The trustee acts as a neutral third party until the mortgage loan is paid off. Once the deed of trust is satisfied, the trustee uses a deed of reconveyance to transfer title to the homeowner.
Zoning laws are legal encumbrances that limit the use of a property and control whether a property can be used for commercial, residential, industrial or other purposes.
You may even encounter additional limitations within each zoning category. For example, you may not be allowed to tear down a house and replace it with an apartment building, even though both houses and apartment buildings are types of residential properties.
Almost every property will have limits on the types of buildings you’re allowed to build on it.
A lien is a legal claim against a property. In most cases, property liens must be satisfied (which usually means paying them off) to sell a home.
- Voluntary lien: Some liens are liens you voluntarily accept, like a mortgage, a home equity loan or a home equity line of credit (HELOC). If you take on a voluntary lien, you’ll need to pay it off to sell your home.
- Mechanic’s lien: This is a lien filed by contractors or subcontractors who haven’t been paid for their work on your property.
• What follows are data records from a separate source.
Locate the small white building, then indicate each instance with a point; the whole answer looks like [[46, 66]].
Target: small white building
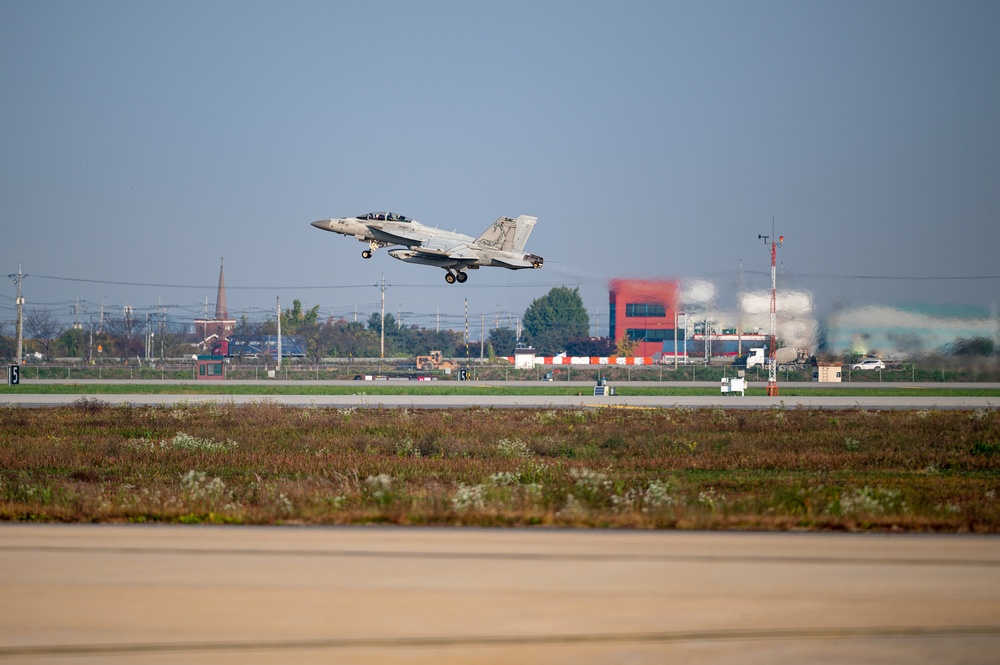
[[827, 372], [524, 357]]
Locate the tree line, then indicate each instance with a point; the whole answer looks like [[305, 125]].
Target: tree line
[[553, 323]]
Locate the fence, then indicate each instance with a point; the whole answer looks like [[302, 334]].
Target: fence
[[401, 369]]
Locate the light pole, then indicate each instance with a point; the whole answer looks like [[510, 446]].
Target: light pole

To remove the lien, you’ve got to pay the lien. You can also opt to dispute the lien in court.
- Tax lien/property tax lien: Unpaid taxes (local, state or federal) can result in liens. And, you guessed it, to remove the lien, you must pay your outstanding taxes.
- Lis pendens: Lis pendens, which means “suit pending,” is a public notice that a lawsuit is pending on a property. Once the case is settled, the claim will either be dropped or you’ll pay any judgments.
Having liens filed on your property can be stressful, but they can be removed. In some cases, you might want to consider speaking with an attorney before making any payments.
If you worked with a general contractor who didn’t pay their subcontractors, even if you paid the general contractor, the subcontractors can put a mechanic’s lien on your home.
An easement is an encumbrance that gives a party the right to use some or all of your property for a specific reason. For example, your next-door neighbor might need to use part of your driveway to access their property. An easement would give them that right.
You can use several strategies to remove an easement, including coming to an agreement with the other party, allowing an easement to expire or challenging an easement in court.
In real estate, an encroachment occurs when one party builds or extends their property onto a neighboring property they don’t own.
FYI: The most common type of encroachment is overgrown plants.
Encroachments are typically noted during property surveys or inspections. In many cases, the encroachment is something that can be physically removed with the consent of both parties. But if no one’s budging, you may need to take your dispute to court.
A lease allows someone to use someone else’s property for an agreed amount of time. Let’s say your property has a carriage house or detached apartment. You can lease your extra space to a tenant.
Even if you sell your property, the tenant often continues to possess the right to live there until their lease expires. This is why a lease is broadly categorized as an encumbrance.
A restrictive covenant is a clause that restricts how you use a property – and restrictions will vary. Some covenants restrict unconventional uses of land, like raising goats in a residential area.
Restrictive covenants typically have an expiration date, but they can be challenged in court.
Don’t Let Encumbrances Get In Your Way
Encumbrances aren’t uncommon, but depending on which ones they are, they might be too much for you to deal with. If an encumbrance cramps your lifestyle or your future financial goals, always remember that you have the option to walk away from a deal and find one that meets your needs.